A solidariedade e apoio militar do Presidente de Ruanda, Paul Kagame, abriram espaço para uma nova ofensiva económica ruandesa em Cabo Delgado. Em três anos de operação, a principal holding da RPF, sigla inglesa do partido Frente Patriótica de Ruanda, a Crystal Ventures, através da Macefield Ventures, seu braço internacional, passou a controlar as principais linhas de negócio em Palma, ao assumir, através de sucursais e participadas, os principais negócios dentro e fora de Afungi. São empresas que entraram na construção civil, na segurança e com interesses na exploração de minerais. O Evidências confirmou que pelos menos quatro empresas deste grupo controlado pelo partido liderado por Paul Kagame estão a facturar milhões em contratos e subcontratos, em meio ao alarido do sector privado moçambicano, que depois de se sentir excluído no processo anterior aguarda agora pela retoma da TotalEnergies para correr atrás de oportunidade. Coincidentemente, as empresas de Kigali conseguiram negócios no mesmo perímetro cuja segurança é garantida pela força ruandesa. Ainda não está claro se essa conquista ruandesa é produto das relações entres os dois países ou de acordos secretos entre os presidentes de Moçambique e Ruanda, numa amizade apadrinhada pela França, através da TotalEnergies.

Nelson Mucandze

Três pick-ups adaptados para missões militares, de toyota Land Cruiser, modelo HZ, cabine única, sem matrícula, circulam a marcha lenta, num movimento rotineiro, pela principal rua da vila sede de Palma. Neles estão sentados quatro a seis militares com armas em punho, enquanto o que se encontra de pé se sustenta numa metralhadora abraçada ao carro que se suspeita que seja a versão moderna da DSK 12,7 mm. O movimento no mesmo sentido, na saída que segue em direcção a Afungi, chega a repetir-se duas vezes por hora.

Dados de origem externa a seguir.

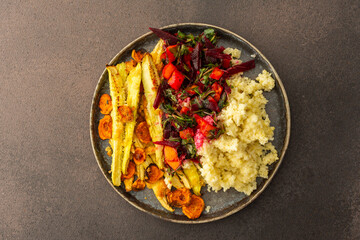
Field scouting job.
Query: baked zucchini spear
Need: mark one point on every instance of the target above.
(160, 190)
(117, 78)
(156, 55)
(133, 82)
(151, 82)
(194, 177)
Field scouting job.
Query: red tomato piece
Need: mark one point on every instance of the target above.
(226, 63)
(176, 79)
(168, 70)
(187, 133)
(204, 126)
(216, 73)
(184, 110)
(170, 52)
(218, 90)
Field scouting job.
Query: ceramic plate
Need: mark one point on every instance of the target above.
(222, 203)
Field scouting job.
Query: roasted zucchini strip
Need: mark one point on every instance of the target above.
(151, 82)
(133, 89)
(156, 54)
(160, 190)
(183, 178)
(117, 78)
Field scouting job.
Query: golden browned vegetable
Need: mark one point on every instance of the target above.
(179, 197)
(153, 173)
(128, 182)
(130, 171)
(105, 104)
(138, 185)
(125, 113)
(151, 82)
(139, 156)
(105, 127)
(117, 79)
(130, 65)
(160, 190)
(137, 56)
(142, 132)
(195, 208)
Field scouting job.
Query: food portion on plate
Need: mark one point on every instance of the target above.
(184, 116)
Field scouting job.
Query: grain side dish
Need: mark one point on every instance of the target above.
(242, 153)
(184, 116)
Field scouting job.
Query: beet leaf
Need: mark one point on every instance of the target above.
(171, 39)
(245, 66)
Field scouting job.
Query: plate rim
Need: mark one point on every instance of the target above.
(251, 198)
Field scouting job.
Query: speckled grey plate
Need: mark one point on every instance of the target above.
(222, 204)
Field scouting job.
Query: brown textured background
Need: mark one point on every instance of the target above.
(51, 55)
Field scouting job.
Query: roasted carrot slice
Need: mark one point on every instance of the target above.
(153, 173)
(105, 104)
(142, 132)
(179, 197)
(126, 113)
(137, 56)
(105, 127)
(138, 185)
(130, 65)
(195, 208)
(139, 156)
(130, 171)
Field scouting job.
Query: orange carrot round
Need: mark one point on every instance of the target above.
(130, 171)
(137, 56)
(139, 156)
(195, 208)
(105, 127)
(125, 113)
(153, 173)
(142, 132)
(179, 197)
(138, 185)
(105, 104)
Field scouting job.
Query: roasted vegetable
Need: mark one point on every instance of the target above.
(156, 55)
(117, 78)
(194, 177)
(128, 182)
(105, 127)
(138, 185)
(132, 101)
(195, 208)
(153, 173)
(179, 197)
(151, 83)
(130, 171)
(126, 114)
(143, 166)
(137, 55)
(139, 156)
(171, 157)
(176, 182)
(105, 104)
(160, 191)
(183, 179)
(142, 132)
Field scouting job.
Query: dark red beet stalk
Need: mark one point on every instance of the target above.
(208, 44)
(158, 97)
(217, 54)
(195, 56)
(239, 68)
(165, 36)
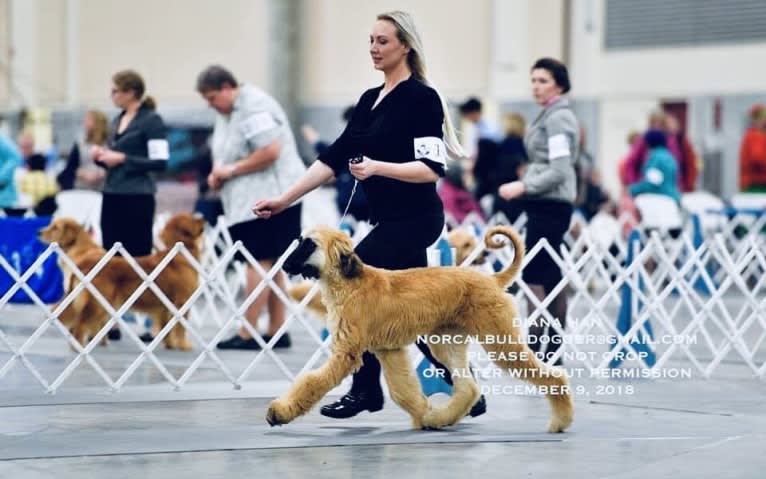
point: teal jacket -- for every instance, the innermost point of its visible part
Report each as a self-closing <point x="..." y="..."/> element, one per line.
<point x="659" y="175"/>
<point x="10" y="159"/>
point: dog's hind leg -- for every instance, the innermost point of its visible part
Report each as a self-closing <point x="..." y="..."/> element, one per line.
<point x="403" y="385"/>
<point x="176" y="337"/>
<point x="465" y="391"/>
<point x="524" y="364"/>
<point x="310" y="387"/>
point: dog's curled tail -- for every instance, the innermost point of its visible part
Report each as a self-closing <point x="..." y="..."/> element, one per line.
<point x="505" y="277"/>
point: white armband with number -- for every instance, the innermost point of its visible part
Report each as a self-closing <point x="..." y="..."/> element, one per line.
<point x="256" y="124"/>
<point x="558" y="146"/>
<point x="430" y="148"/>
<point x="158" y="149"/>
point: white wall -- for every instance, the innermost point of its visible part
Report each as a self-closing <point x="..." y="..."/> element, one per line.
<point x="628" y="83"/>
<point x="169" y="42"/>
<point x="335" y="47"/>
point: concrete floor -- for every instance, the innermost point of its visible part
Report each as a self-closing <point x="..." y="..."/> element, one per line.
<point x="692" y="428"/>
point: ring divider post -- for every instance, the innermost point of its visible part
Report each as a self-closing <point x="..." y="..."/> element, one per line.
<point x="430" y="383"/>
<point x="630" y="306"/>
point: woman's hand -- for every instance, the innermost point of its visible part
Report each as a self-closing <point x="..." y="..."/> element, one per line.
<point x="511" y="190"/>
<point x="364" y="169"/>
<point x="223" y="172"/>
<point x="108" y="157"/>
<point x="270" y="207"/>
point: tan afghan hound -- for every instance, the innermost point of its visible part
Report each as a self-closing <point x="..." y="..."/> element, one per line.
<point x="371" y="309"/>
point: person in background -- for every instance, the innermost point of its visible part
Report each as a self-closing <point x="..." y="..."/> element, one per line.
<point x="254" y="157"/>
<point x="26" y="142"/>
<point x="137" y="148"/>
<point x="81" y="171"/>
<point x="688" y="162"/>
<point x="471" y="112"/>
<point x="548" y="189"/>
<point x="458" y="201"/>
<point x="660" y="169"/>
<point x="39" y="186"/>
<point x="510" y="161"/>
<point x="631" y="167"/>
<point x="752" y="153"/>
<point x="10" y="159"/>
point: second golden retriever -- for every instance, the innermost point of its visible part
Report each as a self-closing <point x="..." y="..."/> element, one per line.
<point x="118" y="280"/>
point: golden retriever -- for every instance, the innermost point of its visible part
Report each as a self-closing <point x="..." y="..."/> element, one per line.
<point x="74" y="241"/>
<point x="372" y="309"/>
<point x="118" y="280"/>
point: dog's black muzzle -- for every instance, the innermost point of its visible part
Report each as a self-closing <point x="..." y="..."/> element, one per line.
<point x="296" y="262"/>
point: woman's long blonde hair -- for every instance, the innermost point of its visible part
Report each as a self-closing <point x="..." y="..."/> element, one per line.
<point x="408" y="35"/>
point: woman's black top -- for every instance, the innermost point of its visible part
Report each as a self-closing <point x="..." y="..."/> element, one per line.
<point x="405" y="126"/>
<point x="144" y="143"/>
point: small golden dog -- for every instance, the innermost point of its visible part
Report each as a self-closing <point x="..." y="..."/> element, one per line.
<point x="74" y="241"/>
<point x="118" y="280"/>
<point x="371" y="309"/>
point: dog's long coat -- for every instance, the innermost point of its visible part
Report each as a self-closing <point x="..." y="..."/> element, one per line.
<point x="385" y="311"/>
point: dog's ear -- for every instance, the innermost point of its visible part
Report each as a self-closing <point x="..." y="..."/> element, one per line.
<point x="350" y="265"/>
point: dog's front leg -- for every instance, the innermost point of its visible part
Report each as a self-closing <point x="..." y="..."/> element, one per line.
<point x="310" y="387"/>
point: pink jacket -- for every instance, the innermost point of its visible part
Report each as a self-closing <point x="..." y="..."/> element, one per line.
<point x="631" y="167"/>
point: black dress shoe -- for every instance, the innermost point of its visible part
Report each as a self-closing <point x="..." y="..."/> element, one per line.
<point x="479" y="407"/>
<point x="352" y="404"/>
<point x="238" y="342"/>
<point x="283" y="341"/>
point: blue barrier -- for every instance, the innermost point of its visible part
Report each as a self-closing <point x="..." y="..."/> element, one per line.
<point x="20" y="247"/>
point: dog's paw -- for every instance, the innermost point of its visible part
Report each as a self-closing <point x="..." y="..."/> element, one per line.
<point x="275" y="415"/>
<point x="436" y="419"/>
<point x="559" y="424"/>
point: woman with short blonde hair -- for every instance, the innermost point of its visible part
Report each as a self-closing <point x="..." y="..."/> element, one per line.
<point x="396" y="145"/>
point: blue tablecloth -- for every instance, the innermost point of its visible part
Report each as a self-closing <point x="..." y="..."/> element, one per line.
<point x="20" y="247"/>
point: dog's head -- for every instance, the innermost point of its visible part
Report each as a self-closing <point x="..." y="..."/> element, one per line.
<point x="464" y="243"/>
<point x="63" y="231"/>
<point x="184" y="227"/>
<point x="324" y="253"/>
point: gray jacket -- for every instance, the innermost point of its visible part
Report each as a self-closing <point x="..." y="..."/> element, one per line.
<point x="552" y="143"/>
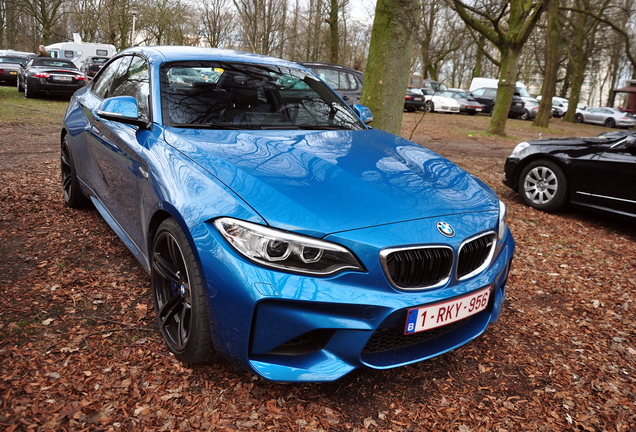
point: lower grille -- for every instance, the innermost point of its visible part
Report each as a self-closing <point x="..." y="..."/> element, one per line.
<point x="393" y="338"/>
<point x="419" y="267"/>
<point x="475" y="255"/>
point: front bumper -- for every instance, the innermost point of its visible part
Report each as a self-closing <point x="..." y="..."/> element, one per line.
<point x="288" y="327"/>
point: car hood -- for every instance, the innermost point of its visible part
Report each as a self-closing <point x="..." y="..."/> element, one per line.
<point x="321" y="182"/>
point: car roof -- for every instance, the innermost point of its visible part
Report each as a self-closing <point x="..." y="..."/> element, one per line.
<point x="164" y="54"/>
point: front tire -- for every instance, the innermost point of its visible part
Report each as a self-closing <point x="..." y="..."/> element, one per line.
<point x="73" y="196"/>
<point x="179" y="296"/>
<point x="543" y="185"/>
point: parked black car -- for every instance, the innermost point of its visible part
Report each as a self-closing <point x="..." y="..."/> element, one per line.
<point x="9" y="66"/>
<point x="467" y="103"/>
<point x="593" y="173"/>
<point x="92" y="65"/>
<point x="346" y="81"/>
<point x="413" y="101"/>
<point x="46" y="75"/>
<point x="486" y="96"/>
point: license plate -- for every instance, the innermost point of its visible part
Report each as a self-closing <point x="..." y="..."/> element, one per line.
<point x="430" y="317"/>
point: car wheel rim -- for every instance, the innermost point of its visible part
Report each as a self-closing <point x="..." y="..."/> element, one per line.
<point x="171" y="287"/>
<point x="541" y="185"/>
<point x="67" y="174"/>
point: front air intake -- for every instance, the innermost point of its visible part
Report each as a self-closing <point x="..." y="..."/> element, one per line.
<point x="416" y="268"/>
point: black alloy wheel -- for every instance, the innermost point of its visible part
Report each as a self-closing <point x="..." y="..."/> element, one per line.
<point x="543" y="185"/>
<point x="179" y="296"/>
<point x="70" y="184"/>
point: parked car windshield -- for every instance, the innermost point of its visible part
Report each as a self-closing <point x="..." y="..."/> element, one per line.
<point x="52" y="62"/>
<point x="218" y="95"/>
<point x="12" y="60"/>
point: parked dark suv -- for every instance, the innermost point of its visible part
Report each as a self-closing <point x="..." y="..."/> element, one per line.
<point x="346" y="81"/>
<point x="486" y="96"/>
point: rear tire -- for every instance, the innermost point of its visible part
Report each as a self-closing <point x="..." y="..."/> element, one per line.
<point x="179" y="296"/>
<point x="543" y="185"/>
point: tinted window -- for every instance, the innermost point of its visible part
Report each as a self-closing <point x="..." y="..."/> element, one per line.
<point x="102" y="83"/>
<point x="250" y="96"/>
<point x="133" y="81"/>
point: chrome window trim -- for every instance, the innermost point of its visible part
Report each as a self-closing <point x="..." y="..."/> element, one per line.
<point x="385" y="252"/>
<point x="486" y="262"/>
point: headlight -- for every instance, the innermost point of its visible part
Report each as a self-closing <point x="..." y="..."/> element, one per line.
<point x="502" y="221"/>
<point x="286" y="251"/>
<point x="520" y="147"/>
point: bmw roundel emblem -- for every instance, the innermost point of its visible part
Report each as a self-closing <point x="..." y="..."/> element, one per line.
<point x="445" y="229"/>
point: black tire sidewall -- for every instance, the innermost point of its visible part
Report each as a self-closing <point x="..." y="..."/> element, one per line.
<point x="560" y="198"/>
<point x="199" y="347"/>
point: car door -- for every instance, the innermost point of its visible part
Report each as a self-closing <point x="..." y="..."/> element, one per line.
<point x="613" y="178"/>
<point x="118" y="149"/>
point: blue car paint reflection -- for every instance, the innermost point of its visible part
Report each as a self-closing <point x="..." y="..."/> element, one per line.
<point x="359" y="188"/>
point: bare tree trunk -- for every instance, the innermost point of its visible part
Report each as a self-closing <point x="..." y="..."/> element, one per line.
<point x="387" y="72"/>
<point x="551" y="66"/>
<point x="334" y="39"/>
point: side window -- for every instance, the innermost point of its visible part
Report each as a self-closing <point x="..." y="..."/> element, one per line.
<point x="102" y="83"/>
<point x="133" y="81"/>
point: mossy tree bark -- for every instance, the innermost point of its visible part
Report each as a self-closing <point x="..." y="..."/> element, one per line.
<point x="520" y="17"/>
<point x="551" y="66"/>
<point x="388" y="65"/>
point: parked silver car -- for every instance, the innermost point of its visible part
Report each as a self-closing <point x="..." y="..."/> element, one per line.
<point x="609" y="117"/>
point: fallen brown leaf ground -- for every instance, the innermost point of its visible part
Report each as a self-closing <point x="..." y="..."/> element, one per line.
<point x="79" y="349"/>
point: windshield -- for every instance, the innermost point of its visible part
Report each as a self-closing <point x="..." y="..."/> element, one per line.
<point x="217" y="95"/>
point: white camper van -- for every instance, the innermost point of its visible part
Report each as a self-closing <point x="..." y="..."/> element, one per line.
<point x="78" y="52"/>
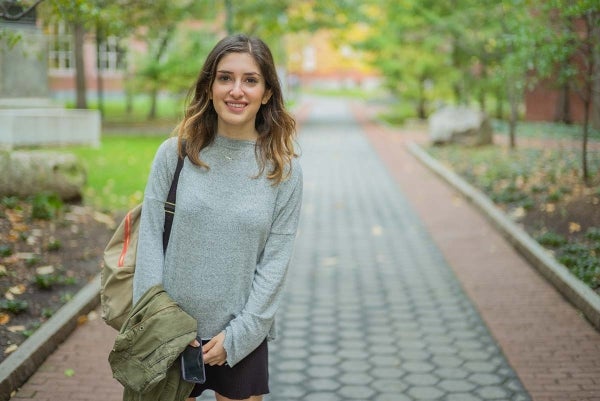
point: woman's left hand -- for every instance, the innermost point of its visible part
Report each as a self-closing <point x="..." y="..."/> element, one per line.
<point x="214" y="353"/>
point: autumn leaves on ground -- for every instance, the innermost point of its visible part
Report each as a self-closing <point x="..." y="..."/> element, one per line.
<point x="48" y="252"/>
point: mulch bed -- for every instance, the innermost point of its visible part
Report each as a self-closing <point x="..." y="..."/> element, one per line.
<point x="45" y="263"/>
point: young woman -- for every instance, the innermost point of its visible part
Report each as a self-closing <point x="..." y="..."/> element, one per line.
<point x="238" y="204"/>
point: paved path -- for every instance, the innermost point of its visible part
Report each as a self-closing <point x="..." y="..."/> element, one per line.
<point x="398" y="291"/>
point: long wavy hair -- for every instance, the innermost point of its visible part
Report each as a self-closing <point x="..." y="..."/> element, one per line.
<point x="275" y="126"/>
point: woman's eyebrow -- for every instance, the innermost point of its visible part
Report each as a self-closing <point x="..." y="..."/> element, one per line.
<point x="246" y="73"/>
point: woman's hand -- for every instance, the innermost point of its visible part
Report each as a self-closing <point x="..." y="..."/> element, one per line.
<point x="214" y="353"/>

De onde saíram as viaturas, na rotunda que separa a área do comércio e dos serviços do governo local, nas sombras das frondosas mangueiras que escondem o calor intenso que se faz sentir quando o sol está no centro, estão concentradas duas camionetas e uma dezena de militares fortemente armados, que na interpretação dos locais ilustram a prontidão das forças ruandesas.

O cortejo desaparece na grande movimentação de peões, entre comerciantes e os desempregados que pululam pelo mercado, enquanto é apreciado por um membro das Forças Armadas de Defesa de Moçambique, com a espingarda em punho, o uniforme denunciando desgaste, que caminha apressado como se estivesse perdido numa terra alheia.

À semelhança de Mocímboa da Praia, onde o Porto e Aeródromo são controlados pela força militar e polícia ruandesa, o preto dos toyotas Land Cruiser e as corres vivas dos uniformes dos militares e policias ruandeses é mais presente e militarmente ostentativo que o verde pálido das Forças de Defesa e Segurança. Na sede desse distrito, a Polícia da República de Moçambique funciona numa casa parcialmente coberta desde que foi destruída pelos terroristas aquando da ocupação de Mocímboa da praia em 2021, um cenário que contrasta com as condições da polícia ruandesa, que não partilha base com os seus conterrâneos que integram a força militar ruandesa.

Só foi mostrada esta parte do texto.